I think the 16 vs 17 steps thing is just an environmental quirk on your machine (or at least, it doesn't show up on my machine). There is also a lot less overhead in general on my machine. Here is what it looks like for me with
16 steps
ncalls tottime percall cumtime percall filename:lineno(function)
248/62 0.000 0.000 5.194 0.084 ...\nengo\nengo\utils\magic.py:174(__call__)
124/62 0.000 0.000 5.194 0.084 ...\nengo-dl\nengo_dl\simulator.py:65(require_open)
62 0.002 0.000 5.193 0.084 ...\nengo-dl\nengo_dl\simulator.py:1118(run_steps)
62 0.000 0.000 5.182 0.084 ...\nengo-dl\nengo_dl\simulator.py:689(predict_on_batch)
124/62 0.002 0.000 5.181 0.084 ...\nengo-dl\nengo_dl\simulator.py:49(with_self)
62 0.001 0.000 5.179 0.084 ...\nengo-dl\nengo_dl\simulator.py:915(_call_keras)
62 0.172 0.003 5.154 0.083 ...\nengo-dl\nengo_dl\simulator.py:1050(just_the_keras_call)
vs 17 steps
ncalls tottime percall cumtime percall filename:lineno(function)
232/58 0.000 0.000 5.127 0.088 ...\nengo\nengo\utils\magic.py:174(__call__)
116/58 0.000 0.000 5.127 0.088 ...\nengo-dl\nengo_dl\simulator.py:65(require_open)
58 0.001 0.000 5.126 0.088 ...\nengo-dl\nengo_dl\simulator.py:1118(run_steps)
58 0.000 0.000 5.116 0.088 ...\nengo-dl\nengo_dl\simulator.py:689(predict_on_batch)
116/58 0.001 0.000 5.115 0.088 ...\nengo-dl\nengo_dl\simulator.py:49(with_self)
58 0.001 0.000 5.113 0.088 ...\nengo-dl\nengo_dl\simulator.py:915(_call_keras)
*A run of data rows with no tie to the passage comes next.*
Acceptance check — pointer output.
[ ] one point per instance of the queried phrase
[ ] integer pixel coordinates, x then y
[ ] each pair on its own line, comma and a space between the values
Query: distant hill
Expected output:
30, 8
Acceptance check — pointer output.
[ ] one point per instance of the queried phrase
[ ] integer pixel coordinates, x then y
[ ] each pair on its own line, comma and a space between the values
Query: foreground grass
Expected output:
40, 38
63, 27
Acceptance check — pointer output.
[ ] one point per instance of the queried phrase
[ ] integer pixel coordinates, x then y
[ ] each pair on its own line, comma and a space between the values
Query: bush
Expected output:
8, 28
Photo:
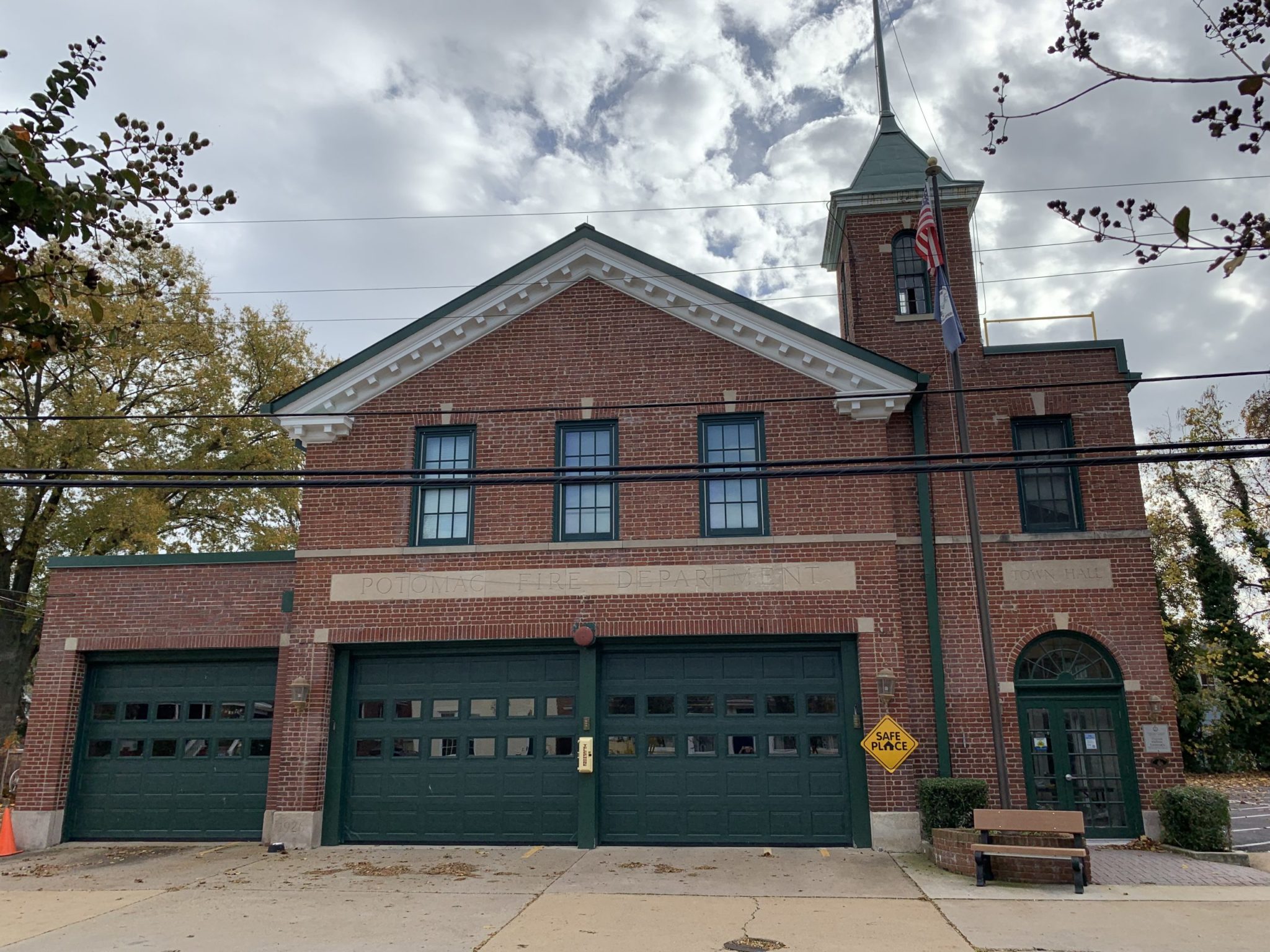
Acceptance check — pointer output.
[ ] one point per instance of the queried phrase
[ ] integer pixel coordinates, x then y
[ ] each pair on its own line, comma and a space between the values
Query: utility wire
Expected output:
215, 220
651, 405
653, 478
705, 470
660, 306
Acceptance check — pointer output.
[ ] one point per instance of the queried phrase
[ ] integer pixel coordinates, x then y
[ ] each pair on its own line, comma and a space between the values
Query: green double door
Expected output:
1077, 756
175, 749
458, 748
723, 747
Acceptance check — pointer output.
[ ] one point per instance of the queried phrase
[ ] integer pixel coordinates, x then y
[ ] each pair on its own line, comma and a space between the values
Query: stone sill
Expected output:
1091, 536
705, 542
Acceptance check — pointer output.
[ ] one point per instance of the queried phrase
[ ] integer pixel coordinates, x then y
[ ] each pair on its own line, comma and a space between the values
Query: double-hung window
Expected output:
734, 505
912, 284
443, 511
586, 511
1049, 496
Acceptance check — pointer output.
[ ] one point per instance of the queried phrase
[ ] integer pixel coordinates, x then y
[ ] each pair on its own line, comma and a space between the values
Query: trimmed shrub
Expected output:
1194, 818
949, 801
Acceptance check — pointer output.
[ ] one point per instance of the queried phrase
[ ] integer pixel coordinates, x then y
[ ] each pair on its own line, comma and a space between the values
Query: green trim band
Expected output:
171, 559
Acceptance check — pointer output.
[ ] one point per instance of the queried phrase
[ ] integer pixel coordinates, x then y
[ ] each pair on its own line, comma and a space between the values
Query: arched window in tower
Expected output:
912, 286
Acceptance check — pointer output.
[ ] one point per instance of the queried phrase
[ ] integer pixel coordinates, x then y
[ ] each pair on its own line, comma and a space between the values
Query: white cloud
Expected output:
339, 108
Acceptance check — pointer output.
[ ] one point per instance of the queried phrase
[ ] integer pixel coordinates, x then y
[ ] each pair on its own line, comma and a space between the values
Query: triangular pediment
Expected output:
870, 386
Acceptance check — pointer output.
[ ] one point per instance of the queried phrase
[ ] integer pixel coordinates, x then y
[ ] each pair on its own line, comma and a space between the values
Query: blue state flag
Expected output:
946, 314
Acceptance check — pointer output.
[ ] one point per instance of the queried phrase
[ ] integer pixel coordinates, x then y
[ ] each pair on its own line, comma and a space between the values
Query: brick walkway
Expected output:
1133, 867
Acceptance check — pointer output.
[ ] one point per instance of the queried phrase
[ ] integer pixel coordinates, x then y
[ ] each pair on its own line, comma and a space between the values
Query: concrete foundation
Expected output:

58 0.171 0.003 5.090 0.088 ...\nengo-dl\nengo_dl\simulator.py:1050(just_the_keras_call)
Note that that is ~0.7% overhead in both cases.
Here is how I am timing things (just doing it in-code without any grepping, for one 500000 neuron run) in case that makes a difference in your results
with sim_class(model, **sim_kwargs) as sim:
t_sim = time.time()
# -- warmup
sim.run(0.01)
t_warm = time.time()
# -- long-term timing
with cProfile.Profile() as pr:
# sim.run(simtime)
steps_per_iteration = 16
for _ in range(n_steps // steps_per_iteration):
sim.run_steps(steps_per_iteration)
t_run = time.time()
pstats.Stats(pr).sort_stats("cumtime").print_stats(20)
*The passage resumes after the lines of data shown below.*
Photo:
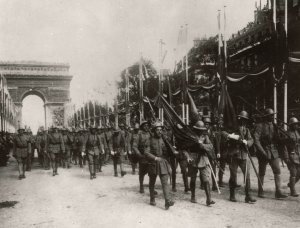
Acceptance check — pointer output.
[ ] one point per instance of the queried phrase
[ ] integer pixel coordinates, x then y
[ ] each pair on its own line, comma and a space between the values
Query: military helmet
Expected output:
143, 123
158, 124
293, 121
269, 112
136, 126
207, 120
200, 126
243, 115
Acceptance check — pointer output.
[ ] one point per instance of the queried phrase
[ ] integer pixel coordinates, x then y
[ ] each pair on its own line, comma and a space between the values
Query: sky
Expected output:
101, 38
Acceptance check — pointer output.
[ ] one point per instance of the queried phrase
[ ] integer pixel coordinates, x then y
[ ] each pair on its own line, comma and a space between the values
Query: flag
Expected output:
181, 131
194, 116
226, 109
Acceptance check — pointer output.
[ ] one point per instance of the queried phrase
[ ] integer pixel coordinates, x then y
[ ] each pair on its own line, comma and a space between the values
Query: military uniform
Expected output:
55, 145
268, 144
292, 155
157, 154
94, 147
140, 142
198, 161
68, 145
21, 151
118, 150
238, 157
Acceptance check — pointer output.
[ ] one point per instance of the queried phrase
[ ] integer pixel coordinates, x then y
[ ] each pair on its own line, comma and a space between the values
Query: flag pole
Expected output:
274, 73
285, 111
186, 74
141, 93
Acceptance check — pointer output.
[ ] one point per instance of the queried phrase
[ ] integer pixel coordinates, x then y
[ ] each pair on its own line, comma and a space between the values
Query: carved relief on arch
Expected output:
36, 92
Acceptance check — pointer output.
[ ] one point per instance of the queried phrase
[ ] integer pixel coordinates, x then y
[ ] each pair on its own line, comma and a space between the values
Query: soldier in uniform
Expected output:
93, 147
238, 156
79, 142
140, 142
292, 157
108, 137
21, 151
55, 145
157, 154
31, 145
198, 161
68, 142
103, 142
269, 143
118, 150
40, 145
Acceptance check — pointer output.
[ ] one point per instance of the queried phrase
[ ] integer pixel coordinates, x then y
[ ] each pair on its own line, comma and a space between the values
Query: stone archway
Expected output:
49, 81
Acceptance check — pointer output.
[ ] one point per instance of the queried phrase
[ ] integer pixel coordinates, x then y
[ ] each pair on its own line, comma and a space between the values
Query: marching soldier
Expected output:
40, 145
292, 157
238, 156
55, 145
198, 161
118, 150
93, 147
131, 134
68, 145
21, 151
269, 144
157, 154
139, 144
102, 138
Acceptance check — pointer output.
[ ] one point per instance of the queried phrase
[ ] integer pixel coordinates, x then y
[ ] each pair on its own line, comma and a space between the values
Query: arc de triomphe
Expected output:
49, 81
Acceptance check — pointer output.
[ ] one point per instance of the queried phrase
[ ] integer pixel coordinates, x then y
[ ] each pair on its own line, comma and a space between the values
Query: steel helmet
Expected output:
243, 115
293, 121
200, 126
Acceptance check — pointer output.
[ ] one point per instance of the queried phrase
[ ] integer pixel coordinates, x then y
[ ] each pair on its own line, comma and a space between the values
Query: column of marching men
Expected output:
154, 151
So based on my results anyway, I don't think I'd say it's the case that NengoDL has a lot of interpreted overhead, but I'd be interested why your environment seems to have more (although still <2% overhead in the worst case).
Thank you for doing your own tests! Sorry for the delayed response. I agree, based on the cumtime measurement, that Nengo DL is not introducing significant additional overhead. I also learned how to use NVIDIA visual profiler. Not sure how it compares to the TF profiler, but it gives some pretty pictures that correspond to the results above.
This is one iteration of the for
loop. Keras python overhead is greater than Nengo DL's. There's also something going on in the TF kernel where data is being transferred to host every timestep. I have inference_only=True
, so I don't know what it could be. Do you have an idea? Do you have a CUDA-level profiler that reproduces it?
Suppose you did eliminate that kernel dead time, then the Keras python overhead associated with looping would be significant, although it amortizes with the number of steps per loop.
I just found this interesting. I think we can conclude the original issue though. Perhaps a simple try/except block would be helpful for future Nengo DL users. Thanks again.
Just an update, we do plan to add some documentation to help users diagnose/fix memory issues to help resolve this, it'll just be a little while before we have a chance to get to that I suspect.